The readout consists of two fully connected feed-forward layers of artificial neurons: the input layer that receives the signal from the reservoir, and the output layer, with the softmax activation function, containing two, three, or ten nodes with the classification probabilities depending on the task. The input layer of the readout consists of $$N_{I} = 5600$$ nodes which receive the real and the imaginary part of the solution for every of $$N=28$$ nodes over the last 1 ns evaluated at 100 equidistant time-points. The supervised learning procedure is performed in Python using the Keras API43 for 100 epochs. The mean square error is backpropagated using the stochastic gradient descent method Adam44. Since the readout should capture the temporal information from the reservoir, it can be of interest to explore other types of artificial neural networks as readouts. In particular, the recurrent neural networks in form of Long-Short Term Memory networks (LSTM) or Gated Recurrent Units (GRU) can be suitable for this role, however, this extension is out of the scope of the current paper. Another interesting direction is the usage of readouts implemented in CMOS circuits for the synchronization detection in networks of coupled oscillators45.

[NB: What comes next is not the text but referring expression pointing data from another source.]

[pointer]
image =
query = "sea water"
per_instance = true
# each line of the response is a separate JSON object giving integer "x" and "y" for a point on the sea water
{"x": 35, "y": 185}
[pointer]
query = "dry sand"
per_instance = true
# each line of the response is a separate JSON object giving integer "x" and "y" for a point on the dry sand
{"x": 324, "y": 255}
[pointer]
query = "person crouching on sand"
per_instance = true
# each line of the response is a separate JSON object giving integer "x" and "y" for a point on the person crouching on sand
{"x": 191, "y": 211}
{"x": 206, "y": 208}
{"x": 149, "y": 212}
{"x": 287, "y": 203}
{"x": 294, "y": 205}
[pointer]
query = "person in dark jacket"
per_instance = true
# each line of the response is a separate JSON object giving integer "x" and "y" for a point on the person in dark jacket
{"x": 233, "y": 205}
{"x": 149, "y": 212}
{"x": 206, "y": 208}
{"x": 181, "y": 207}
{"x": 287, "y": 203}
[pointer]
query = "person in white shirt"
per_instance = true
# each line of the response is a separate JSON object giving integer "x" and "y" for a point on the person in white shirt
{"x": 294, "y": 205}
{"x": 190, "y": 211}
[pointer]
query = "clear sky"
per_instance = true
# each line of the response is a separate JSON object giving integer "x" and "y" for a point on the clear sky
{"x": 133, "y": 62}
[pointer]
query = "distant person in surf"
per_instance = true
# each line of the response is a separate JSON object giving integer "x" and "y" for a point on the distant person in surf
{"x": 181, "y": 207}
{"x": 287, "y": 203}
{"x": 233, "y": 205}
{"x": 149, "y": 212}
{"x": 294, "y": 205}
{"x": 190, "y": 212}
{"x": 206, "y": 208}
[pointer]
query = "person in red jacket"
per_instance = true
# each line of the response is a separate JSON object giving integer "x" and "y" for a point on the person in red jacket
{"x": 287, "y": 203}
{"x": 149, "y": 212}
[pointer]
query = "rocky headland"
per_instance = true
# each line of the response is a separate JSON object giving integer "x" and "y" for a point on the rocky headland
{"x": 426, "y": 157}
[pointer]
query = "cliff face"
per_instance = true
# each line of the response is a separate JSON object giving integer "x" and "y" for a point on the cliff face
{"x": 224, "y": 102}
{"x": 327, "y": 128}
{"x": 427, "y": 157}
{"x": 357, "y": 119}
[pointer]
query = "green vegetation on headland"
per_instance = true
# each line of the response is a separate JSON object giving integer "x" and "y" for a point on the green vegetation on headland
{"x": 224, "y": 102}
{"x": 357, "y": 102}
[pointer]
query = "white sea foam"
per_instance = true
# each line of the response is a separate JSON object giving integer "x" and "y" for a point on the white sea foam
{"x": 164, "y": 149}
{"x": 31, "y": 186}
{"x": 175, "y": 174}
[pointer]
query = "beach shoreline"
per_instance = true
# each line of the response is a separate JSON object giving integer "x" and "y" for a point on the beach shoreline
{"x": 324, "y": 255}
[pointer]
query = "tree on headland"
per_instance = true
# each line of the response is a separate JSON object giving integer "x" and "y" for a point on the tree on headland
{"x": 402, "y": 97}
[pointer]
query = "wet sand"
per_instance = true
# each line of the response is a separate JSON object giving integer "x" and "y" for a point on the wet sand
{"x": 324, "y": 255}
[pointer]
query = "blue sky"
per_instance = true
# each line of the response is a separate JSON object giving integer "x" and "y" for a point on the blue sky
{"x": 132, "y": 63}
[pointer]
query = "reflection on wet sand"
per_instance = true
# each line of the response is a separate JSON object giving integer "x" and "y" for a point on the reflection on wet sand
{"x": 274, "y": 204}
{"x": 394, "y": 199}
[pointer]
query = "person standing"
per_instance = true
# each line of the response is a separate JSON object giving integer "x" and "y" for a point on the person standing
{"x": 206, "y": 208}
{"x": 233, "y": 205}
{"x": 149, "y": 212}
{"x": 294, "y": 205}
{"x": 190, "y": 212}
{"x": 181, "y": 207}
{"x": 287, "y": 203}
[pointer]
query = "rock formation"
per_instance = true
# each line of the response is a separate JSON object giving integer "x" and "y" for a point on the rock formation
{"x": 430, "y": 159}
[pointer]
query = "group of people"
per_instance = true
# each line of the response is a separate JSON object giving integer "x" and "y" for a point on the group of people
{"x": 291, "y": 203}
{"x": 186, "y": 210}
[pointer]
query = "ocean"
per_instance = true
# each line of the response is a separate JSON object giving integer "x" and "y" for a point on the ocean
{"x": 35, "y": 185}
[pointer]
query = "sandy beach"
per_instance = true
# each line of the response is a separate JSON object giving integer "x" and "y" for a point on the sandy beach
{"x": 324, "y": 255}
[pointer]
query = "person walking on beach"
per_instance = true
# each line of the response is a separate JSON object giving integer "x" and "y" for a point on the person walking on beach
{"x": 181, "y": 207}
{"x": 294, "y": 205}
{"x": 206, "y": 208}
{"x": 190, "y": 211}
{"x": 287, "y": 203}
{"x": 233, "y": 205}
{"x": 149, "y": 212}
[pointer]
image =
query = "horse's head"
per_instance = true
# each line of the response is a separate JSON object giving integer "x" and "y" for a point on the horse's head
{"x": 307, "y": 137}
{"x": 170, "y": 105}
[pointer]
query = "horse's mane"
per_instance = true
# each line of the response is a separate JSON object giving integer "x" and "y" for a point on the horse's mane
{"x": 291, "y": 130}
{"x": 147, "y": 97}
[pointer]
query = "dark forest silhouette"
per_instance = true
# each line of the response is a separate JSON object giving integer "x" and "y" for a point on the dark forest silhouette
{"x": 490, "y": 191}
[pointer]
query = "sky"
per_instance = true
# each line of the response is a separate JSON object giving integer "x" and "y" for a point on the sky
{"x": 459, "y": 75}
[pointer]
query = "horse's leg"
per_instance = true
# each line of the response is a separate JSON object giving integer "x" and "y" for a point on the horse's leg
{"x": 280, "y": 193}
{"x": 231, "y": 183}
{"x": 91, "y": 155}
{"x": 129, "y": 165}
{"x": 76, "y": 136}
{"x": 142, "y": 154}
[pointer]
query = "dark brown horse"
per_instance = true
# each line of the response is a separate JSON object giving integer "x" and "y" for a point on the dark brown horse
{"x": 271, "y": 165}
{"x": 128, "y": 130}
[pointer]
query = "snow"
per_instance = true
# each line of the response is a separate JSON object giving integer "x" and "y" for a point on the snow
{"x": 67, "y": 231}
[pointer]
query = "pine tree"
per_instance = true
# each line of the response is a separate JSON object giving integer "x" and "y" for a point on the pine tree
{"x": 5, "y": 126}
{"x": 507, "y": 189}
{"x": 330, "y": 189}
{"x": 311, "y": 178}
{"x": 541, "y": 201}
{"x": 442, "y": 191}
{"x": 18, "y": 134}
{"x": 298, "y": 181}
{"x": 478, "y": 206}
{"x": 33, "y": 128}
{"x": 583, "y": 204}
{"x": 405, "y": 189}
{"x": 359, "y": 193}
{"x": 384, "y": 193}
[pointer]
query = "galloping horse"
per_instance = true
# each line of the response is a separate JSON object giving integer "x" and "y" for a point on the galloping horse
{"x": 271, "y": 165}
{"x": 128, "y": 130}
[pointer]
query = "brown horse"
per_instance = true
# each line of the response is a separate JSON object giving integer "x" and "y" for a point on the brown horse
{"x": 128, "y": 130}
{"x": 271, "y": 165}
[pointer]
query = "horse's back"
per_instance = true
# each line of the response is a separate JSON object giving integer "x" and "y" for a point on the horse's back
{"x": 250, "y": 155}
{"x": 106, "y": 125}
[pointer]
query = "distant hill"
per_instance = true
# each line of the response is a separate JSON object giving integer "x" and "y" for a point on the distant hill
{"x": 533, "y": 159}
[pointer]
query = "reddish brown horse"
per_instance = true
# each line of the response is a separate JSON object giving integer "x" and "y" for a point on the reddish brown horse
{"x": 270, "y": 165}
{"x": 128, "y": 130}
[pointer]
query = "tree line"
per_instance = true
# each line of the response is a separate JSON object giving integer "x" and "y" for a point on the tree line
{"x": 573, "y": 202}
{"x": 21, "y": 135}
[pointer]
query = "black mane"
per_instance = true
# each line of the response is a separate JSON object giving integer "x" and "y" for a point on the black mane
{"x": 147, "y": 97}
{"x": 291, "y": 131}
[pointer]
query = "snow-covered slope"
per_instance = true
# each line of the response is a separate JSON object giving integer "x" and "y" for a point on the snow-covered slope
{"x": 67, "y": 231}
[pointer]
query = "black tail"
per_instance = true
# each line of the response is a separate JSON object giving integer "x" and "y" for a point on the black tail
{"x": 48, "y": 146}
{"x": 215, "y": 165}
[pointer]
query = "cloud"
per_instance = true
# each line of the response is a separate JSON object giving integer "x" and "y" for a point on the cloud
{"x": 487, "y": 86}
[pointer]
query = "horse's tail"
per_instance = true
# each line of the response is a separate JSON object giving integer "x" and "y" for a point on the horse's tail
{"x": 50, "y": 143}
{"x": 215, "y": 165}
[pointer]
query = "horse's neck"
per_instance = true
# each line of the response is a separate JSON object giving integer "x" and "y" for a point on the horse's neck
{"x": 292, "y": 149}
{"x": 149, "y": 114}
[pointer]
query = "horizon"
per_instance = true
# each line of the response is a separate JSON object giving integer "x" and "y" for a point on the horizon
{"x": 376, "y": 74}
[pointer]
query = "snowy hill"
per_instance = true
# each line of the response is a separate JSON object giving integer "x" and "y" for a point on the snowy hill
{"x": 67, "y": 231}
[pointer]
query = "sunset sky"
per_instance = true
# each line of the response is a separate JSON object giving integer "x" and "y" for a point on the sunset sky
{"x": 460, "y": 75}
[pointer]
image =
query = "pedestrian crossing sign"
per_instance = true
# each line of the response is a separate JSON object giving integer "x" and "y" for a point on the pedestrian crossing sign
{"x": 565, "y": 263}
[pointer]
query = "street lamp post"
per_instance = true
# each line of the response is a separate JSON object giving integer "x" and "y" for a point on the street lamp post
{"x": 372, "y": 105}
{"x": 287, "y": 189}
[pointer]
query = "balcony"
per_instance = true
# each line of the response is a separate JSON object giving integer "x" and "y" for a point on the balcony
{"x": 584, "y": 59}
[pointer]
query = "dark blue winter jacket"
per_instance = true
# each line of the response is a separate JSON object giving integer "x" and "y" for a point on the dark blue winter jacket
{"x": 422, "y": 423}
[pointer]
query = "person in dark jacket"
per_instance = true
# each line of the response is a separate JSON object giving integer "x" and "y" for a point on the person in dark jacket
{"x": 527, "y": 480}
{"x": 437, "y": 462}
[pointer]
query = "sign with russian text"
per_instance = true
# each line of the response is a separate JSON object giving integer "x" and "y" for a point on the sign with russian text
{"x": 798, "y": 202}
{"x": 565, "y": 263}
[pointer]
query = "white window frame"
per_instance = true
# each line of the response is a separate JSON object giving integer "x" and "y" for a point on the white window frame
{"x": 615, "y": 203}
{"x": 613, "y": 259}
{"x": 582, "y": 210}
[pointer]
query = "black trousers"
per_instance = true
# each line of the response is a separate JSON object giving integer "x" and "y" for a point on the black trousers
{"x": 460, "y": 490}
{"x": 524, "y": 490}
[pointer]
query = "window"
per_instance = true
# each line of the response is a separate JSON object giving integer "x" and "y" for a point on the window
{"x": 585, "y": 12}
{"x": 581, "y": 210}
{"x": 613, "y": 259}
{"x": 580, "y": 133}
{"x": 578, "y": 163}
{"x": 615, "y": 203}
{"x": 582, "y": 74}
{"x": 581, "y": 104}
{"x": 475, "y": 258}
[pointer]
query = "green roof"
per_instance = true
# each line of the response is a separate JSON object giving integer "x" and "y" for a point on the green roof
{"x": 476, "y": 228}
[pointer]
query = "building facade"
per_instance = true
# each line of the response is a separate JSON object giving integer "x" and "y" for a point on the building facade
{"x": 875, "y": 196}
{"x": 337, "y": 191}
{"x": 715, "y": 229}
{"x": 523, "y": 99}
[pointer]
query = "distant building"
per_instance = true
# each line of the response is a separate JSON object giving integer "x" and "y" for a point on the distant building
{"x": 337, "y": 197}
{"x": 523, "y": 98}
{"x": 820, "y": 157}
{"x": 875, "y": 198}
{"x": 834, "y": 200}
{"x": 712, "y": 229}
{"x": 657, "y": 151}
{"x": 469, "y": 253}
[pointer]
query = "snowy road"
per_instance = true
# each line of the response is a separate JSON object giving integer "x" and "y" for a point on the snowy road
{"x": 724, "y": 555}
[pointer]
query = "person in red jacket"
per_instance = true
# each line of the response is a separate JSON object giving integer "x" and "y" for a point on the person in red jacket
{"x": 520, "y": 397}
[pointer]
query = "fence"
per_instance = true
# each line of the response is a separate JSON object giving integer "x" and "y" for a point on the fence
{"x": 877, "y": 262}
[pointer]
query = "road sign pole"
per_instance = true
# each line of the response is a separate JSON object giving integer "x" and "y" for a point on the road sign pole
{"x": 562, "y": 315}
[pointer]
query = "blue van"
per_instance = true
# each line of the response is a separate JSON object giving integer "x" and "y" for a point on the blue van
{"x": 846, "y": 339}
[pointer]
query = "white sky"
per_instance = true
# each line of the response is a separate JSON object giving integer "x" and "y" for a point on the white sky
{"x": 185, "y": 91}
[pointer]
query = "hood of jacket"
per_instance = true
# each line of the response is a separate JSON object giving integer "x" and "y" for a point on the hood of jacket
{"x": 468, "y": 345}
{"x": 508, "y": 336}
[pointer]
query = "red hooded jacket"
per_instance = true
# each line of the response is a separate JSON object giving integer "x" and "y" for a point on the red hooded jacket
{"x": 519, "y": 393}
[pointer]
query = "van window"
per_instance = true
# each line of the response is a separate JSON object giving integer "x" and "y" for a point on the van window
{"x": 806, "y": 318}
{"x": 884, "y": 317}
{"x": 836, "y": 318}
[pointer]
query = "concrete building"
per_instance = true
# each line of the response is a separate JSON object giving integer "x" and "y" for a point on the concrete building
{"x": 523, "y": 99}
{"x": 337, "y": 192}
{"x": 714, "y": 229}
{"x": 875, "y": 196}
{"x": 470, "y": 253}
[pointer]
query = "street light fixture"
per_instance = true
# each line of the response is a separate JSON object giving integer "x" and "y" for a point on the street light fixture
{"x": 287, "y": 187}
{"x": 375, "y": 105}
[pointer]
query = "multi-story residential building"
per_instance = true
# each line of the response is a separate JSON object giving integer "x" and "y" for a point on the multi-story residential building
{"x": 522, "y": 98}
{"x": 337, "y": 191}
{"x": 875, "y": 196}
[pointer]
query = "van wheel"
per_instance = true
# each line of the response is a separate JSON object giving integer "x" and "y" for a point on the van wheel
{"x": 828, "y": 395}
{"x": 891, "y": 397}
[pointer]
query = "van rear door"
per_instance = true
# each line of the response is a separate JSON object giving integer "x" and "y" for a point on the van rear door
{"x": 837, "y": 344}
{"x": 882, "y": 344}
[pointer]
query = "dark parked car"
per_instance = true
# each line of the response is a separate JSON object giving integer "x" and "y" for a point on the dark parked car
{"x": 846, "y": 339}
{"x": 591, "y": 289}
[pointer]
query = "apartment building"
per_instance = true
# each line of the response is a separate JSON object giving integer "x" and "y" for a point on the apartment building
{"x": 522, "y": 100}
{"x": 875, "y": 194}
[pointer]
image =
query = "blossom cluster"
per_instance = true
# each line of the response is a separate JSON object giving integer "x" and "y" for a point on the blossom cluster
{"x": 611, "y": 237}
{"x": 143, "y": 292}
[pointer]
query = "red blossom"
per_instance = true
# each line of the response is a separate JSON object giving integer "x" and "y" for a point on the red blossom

### Information-theoretic measures of the interconnection graph

To evaluate changes of the interconnection topology in course of the training process the following task-independent graph- information-theoretic measures are used: (i) Entropy $$H({{\mathscr {G}}})$$ that characterizes the heterogeneity of the interconnection graph $${{\mathscr {G}}} = ({{\mathscr {V}}}, {{\mathscr {E}}})$$. Let $$p = (p_1, \ldots , p_{|{{\mathscr {E}}}|})$$ be the outer degree distribution, i.e., $$p_k$$ stands for the probability of having a node with the outer degree k. Then, the entropy can be calculated according to

\begin{aligned} H({{\mathscr {G}}}) = \sum _{k=1}^{|{{\mathscr {E}}}|}p_k \log {p_k}. \end{aligned}

In Fig. 8, we plot the entropy normalized with respect to the network size using a scaling factor $$1/\log |{{\mathscr {V}}}|$$ so that the normalized entropy takes values between 0 and 1. (ii) Assortativity r that measures the tendencies of nodes to be connected to other nodes that have similar in- and out- degrees as themselves. Following46, four types of assortativity can be introduced: $$r_{\text {in},\text {in}}, r_{\text {in},\text {out}}, r_{\text {out},\text {in}}$$, and $$r_{\text {out},\text {out}}$$. Introducing notation $$\gamma , \delta \in \{\text {in}, \text {out}\}$$ and labeling edges of the graph with indices $$1,\ldots , |{{\mathscr {E}}}|$$ the assortativity $$r_{\gamma ,\delta }$$ is defined by

\begin{aligned} r_{\gamma ,\delta } = \frac{\sum _{i=1}^{|{{\mathscr {E}}}|} (j_i^\gamma - {{\bar{j}}}_i^\gamma ) (k_i^\delta - {{\bar{k}}}_i^\delta ) }{\sqrt{\sum _{i=1}^{|{{\mathscr {E}}}|} (j_i^\gamma - {{\bar{j}}}_i^\gamma )^2}\sqrt{\sum _{i=1}^{|{{\mathscr {E}}}|}(k_i^\delta - {{\bar{k}}}_i^\delta )^2 }}, \end{aligned}

where $$j_i^\gamma$$ is the $$\gamma$$-degree of the source node vertex of the edge i, and $$k_i^\delta$$ is the $$\delta$$-degree the target node of edge i. The average values of the mentioned terms over all edges of the network are denoted by $${{\bar{j}}}_i^\gamma$$ and $${{\bar{k}}}_i^\delta$$, respectively. (iii) Clustering coefficient is the average of cluster coefficients $$c_u$$ over all nodes $$u\in {{\mathscr {V}}}$$

\begin{aligned} c_u = \frac{T(u)}{\text {deg}(u) (\text {deg}(u)-1)}-2\text {deg}^{*}(u), \end{aligned}

where T(u) is the number of directed triangles through node u, $$\text {deg}(u)$$ stands for the sum of in- and out-degree of node u, and $$\text {deg}^{*}(u)$$ is the reciprocal degree of u, i.e., the ratio of the number of edges in both directions to the total number of edges attached to node u47.